A pesar de ello, no pudo evitar limpiar el cristal del parabrisas para verla mejor.
En ese momento, vio que un Chevrolet de color blanco paraba detrás de la furgoneta y de él salía un tipo alto y rubio que tomó a la amiga de Milly en brazos.
Debía de ser el padrino, pensaba Shane.
Después de eso, los tres volvieron a entrar en la iglesia y Shane se quedó esperando.
¿Para qué?, se preguntaba a sí mismo. ¿Es que iba a quedarse allí toda la noche?
No, claro que no. Iba a intentar convencerla, iba a explicarle que ese Mike Dutton, fuera quien fuera, no era hombre para ella.
No sabía qué razones le iba a dar, pero tendría que buscarlas.
La puerta de la iglesia se abrió y el tipo y la otra chica salieron y se alejaron en el coche.
Shane pensó que aquel era el momento adecuado para hablar con Milly y salió de la camioneta pero, cuando iba a entrar en la iglesia, Milly salió de ella y, de nuevo, sus miradas se cruzaron.
Al principio, ella lo miró con cierta aprensión, pero después sonrió y el corazón de Shane empezó a latir con fuerza.
—Tú eres el amigo de Cash.
Sí, claro, Cash. Tenía que recordar que era el amigo de Cash, se decía Shane.

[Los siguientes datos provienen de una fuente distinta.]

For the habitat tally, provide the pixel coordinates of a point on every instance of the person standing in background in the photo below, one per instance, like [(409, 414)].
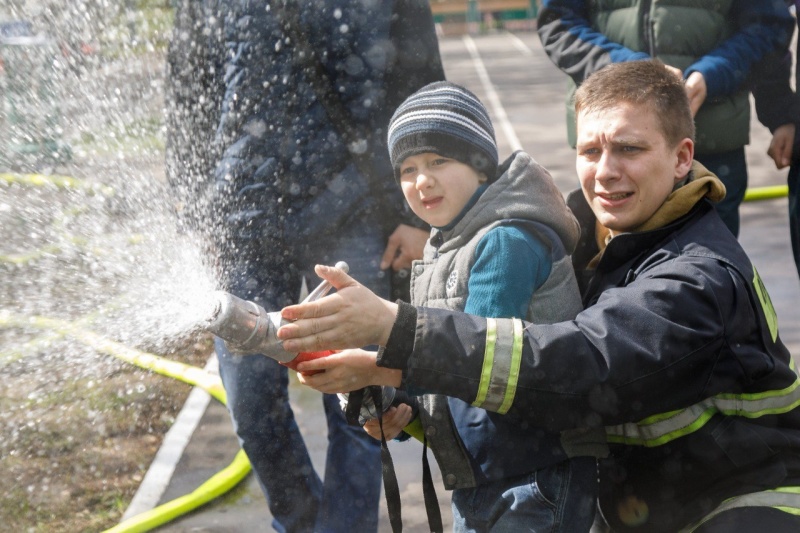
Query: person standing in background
[(711, 45), (778, 108), (275, 184)]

—Pues sí. Tengo que hablar contigo —dijo, con voz un poco entrecortada.
—Cash es un idiota —dijo ella de repente, dejando de sonreír. En aquel momento estaba tan cerca que podía ver el color de sus ojos. No eran exactamente verdes, como le había dicho Cash; eran más bien color pardo, con un fondo verde.

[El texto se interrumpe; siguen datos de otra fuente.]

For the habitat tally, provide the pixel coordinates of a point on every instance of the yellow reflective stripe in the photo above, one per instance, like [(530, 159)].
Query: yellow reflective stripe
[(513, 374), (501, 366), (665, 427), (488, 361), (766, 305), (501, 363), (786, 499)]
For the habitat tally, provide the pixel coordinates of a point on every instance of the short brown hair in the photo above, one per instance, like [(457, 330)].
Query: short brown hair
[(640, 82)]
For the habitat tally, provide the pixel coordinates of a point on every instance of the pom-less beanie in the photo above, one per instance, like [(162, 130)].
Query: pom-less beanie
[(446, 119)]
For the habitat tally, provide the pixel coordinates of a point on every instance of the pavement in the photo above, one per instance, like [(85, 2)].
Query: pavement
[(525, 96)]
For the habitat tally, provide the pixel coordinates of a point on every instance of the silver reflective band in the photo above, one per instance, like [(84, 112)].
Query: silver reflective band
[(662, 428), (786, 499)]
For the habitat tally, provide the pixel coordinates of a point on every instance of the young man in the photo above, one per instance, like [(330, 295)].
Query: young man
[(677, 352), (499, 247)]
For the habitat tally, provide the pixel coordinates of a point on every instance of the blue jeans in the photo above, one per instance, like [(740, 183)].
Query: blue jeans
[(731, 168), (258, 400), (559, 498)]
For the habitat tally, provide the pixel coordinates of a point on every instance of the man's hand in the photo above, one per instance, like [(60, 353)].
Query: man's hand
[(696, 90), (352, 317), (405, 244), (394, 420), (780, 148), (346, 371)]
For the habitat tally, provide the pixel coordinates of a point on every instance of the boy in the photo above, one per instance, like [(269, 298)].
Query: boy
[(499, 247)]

Un hombre se podía quemar en unos ojos como aquellos—. Se quedó allí sentado como un tonto, sin decir nada. Es increíble.
—¿Cash? —preguntó Shane sorprendido—. ¿Y por qué no dijiste tú algo?
—¿Yo? ¿Por qué? Era él quien tenía que haber dicho algo —replicó ella—. ¿O es que creía que con mandarte a ti a espiar se arreglaba todo?
—Yo no te estoy espiando… —empezó a decir él, avergonzado.
—Te he visto en el restaurante y he visto cómo nos seguías. Estabas espiando —
lo interrumpió ella—. Bueno, ¿no querías hablar? Pues habla.
—Es demasiado tarde para hablar —replicó Shane, furioso por la actitud de la joven—. Demasiado tarde.
Diciendo eso, dio un paso hacia ella, la cargó sobre sus hombros y se dirigió a la camioneta.